What happens between you registering a profile and a confidential introduction landing in your inbox — how CapitalConnect maps mandates to opportunities, what the matcher actually scores, and where the human judgement sits.

CapitalConnect is an introduction layer. It sits between investors looking for exposure and Zimbabwean sponsors looking for capital, and its single job is to route the right introduction — not to broker the deal, hold money, or give advice. Getting a good match out of it starts with understanding what the engine is doing on the inside.

Two profiles, one map

Everything begins with a profile. An investor states a mandate: ticket size, the sectors they want exposure to, the structures they can hold (direct equity, SPV, fund, debt), and the jurisdictions they are comfortable contracting in. A sponsor states a raise: how much, for what, in which sector, at what stage, and what they are offering. The matcher overlays the two and looks for genuine overlap.

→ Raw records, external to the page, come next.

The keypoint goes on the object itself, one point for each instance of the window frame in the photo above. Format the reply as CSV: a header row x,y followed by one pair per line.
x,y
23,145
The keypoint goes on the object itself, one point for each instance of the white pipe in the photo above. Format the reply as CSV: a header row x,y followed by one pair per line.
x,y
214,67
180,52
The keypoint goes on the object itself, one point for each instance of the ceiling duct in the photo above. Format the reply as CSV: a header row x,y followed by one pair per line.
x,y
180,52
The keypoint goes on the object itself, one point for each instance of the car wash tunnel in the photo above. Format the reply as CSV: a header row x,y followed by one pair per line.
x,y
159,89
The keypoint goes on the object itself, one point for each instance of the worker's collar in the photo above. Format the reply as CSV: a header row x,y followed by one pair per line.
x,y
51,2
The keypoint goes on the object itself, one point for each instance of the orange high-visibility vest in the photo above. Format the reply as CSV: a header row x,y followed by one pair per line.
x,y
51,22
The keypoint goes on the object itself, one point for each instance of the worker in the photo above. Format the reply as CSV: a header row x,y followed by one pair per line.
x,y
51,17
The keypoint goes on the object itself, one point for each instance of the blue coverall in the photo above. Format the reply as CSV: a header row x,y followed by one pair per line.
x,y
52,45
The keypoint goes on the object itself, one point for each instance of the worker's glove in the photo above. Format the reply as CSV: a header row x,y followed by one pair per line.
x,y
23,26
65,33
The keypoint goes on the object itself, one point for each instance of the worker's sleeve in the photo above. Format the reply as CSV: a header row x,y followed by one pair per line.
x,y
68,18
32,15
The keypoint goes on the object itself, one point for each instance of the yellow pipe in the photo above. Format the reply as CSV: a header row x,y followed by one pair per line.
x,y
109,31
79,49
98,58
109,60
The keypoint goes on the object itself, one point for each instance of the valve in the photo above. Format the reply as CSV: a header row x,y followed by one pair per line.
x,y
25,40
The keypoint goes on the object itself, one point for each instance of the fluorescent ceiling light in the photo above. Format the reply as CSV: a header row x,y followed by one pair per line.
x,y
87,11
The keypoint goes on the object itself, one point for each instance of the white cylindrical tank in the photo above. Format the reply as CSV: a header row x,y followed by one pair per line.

What the matcher actually scores

  • Ticket fit: does the investor's cheque size cover a meaningful slice of the raise? A USD 250k investor and a USD 20M raise are rarely a match.
  • Sector fit: the sponsor's sector against the investor's stated appetite — mining, energy, fuel, agriculture, infrastructure and so on.
  • Structure fit: can the parties hold the deal the same way? An investor who only does SPV co-investments and a sponsor who only wants direct equity need reconciling first.
  • Jurisdiction and compliance fit: the contracting layer the investor needs (often a US or regional holding entity) against where the asset sits.
  • Stage fit: early origination versus a shovel-ready deal with a data room.

The output is a shortlist with a cohort label and a recommendation, which you can save to your portal. A high score is a strong signal of fit — it is not a recommendation to invest.

Where the human judgement sits

The engine narrows the field; a person makes the introduction. Before any two parties are connected, the introduction is compliance-screened across the group perimeter (sanctions and AML checks live at the US parent). Only then is a confidential introduction routed — and that is the moment the paperwork matters.

What turns a match into an introduction

  • An Investor–Sponsor NDA is put in place so both sides can speak freely — the sponsor's deal information and the investor's mandate and identity are both protected.
  • Where an introducer earns a success fee, an Introduction Agreement records the scope of the introduction and the fee that becomes payable if a transaction completes.
  • From there the parties run their own diligence and, if it goes well, move to a term sheet.

A match is a starting point for a conversation, not a vetted investment or a guarantee that a deal exists. Each party is responsible for its own due diligence and advice. CapitalConnect introduces; it does not advise on, or warrant, any transaction.

This guide is general information only and does not constitute legal or investment advice. Rules vary by jurisdiction and change over time. Engage qualified counsel in the relevant jurisdiction before taking any action.